Web Design Software

scuppari

New member
Not sure where to post this question....

I want to create a website to post pictures of the home studio I'm building. I've registered the web address, so now I need to design the site. Most of my professional buddies told me to use Dreamweaver, but it sounds too complicated for a first-time user.

Is there free software on the net that I can download and use? What do you guys use?
 
Geocities (Yahoo) has a free one, for use with their sites. You can either use their site as host, or build it there and then copy to another address.
 
or if you want to do little but post a few pictures, it isn't hard to learn enough code to do that. Then you can use notepad.


-Angermeyer
 
I use Cyberstudio. You are probably better off with Microsoft Frontpage. I personally hate it but its pretty simple to use.
 
Web design packages, like Frontpage, are really to help you keep track of all your links and to keep your pages and content organized if you have a big website. It also gives you macros to do some of the fancier stuff like forms and hover buttons.

If you just want to put pictures on a couple of pages you can use Word 2000 and just use the convert to HTML function. Or, if you really want to know what you are doing, learn HTML and use notepad. You just save it as a .HTML file instead of .txt. There are many online tutorials that can get you started.

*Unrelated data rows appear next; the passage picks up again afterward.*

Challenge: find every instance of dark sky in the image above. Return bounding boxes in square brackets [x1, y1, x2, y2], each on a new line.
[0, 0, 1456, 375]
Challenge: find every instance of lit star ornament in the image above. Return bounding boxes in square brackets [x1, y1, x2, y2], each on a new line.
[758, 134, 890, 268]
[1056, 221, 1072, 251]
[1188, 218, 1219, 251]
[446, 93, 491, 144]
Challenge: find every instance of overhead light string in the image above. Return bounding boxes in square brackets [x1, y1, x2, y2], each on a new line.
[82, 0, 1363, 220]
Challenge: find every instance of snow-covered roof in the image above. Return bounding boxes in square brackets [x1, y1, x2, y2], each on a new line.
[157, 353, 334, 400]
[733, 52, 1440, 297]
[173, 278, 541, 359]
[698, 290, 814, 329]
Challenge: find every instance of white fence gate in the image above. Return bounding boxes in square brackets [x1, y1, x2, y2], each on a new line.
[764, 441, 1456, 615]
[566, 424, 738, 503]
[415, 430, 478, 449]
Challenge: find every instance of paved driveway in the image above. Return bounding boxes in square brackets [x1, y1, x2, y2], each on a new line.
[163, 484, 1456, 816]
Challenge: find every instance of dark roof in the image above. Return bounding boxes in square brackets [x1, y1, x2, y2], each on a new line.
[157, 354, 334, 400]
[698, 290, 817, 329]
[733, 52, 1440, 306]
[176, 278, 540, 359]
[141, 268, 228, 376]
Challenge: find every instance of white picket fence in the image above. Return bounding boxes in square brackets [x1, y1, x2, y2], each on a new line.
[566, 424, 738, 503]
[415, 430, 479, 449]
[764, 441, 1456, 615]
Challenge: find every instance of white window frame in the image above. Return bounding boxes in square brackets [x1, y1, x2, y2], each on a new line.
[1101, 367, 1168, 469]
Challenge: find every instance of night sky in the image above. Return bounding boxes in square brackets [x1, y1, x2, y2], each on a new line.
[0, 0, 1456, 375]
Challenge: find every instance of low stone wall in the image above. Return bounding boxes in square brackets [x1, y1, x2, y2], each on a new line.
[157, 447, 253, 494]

Also, go to a site that you like and in your browser menu go to view->source. This will show you the HTML for that page and you can read that to see how they did things for the most part. It won't show you any scripting they used, but that's an advanced lesson.

Pete
 
Actually, I didn't find Dreamweaver all that complicated. Personally I thought it was easier to use than Frontpage.
 
Any version of Microsoft Word past I believe it's 97 has a HTML editor, the best being in word 2000, it's quick, down and dirty and it gets the job done...

Lyon
 
Word 2000 actually makes an XML file that has all the Wordness of the file (all the formatting and fetaures that Word supports) encoded into it. So it's like an RTF file, an ASCII rendition of a Word file, and is therefore enormous compared to what it would be if it was really just a ordinary HTML file. But yes, there's a "make compact HTML" plug-in sort-of thing available from Microsoft that will clean all this excess crap out.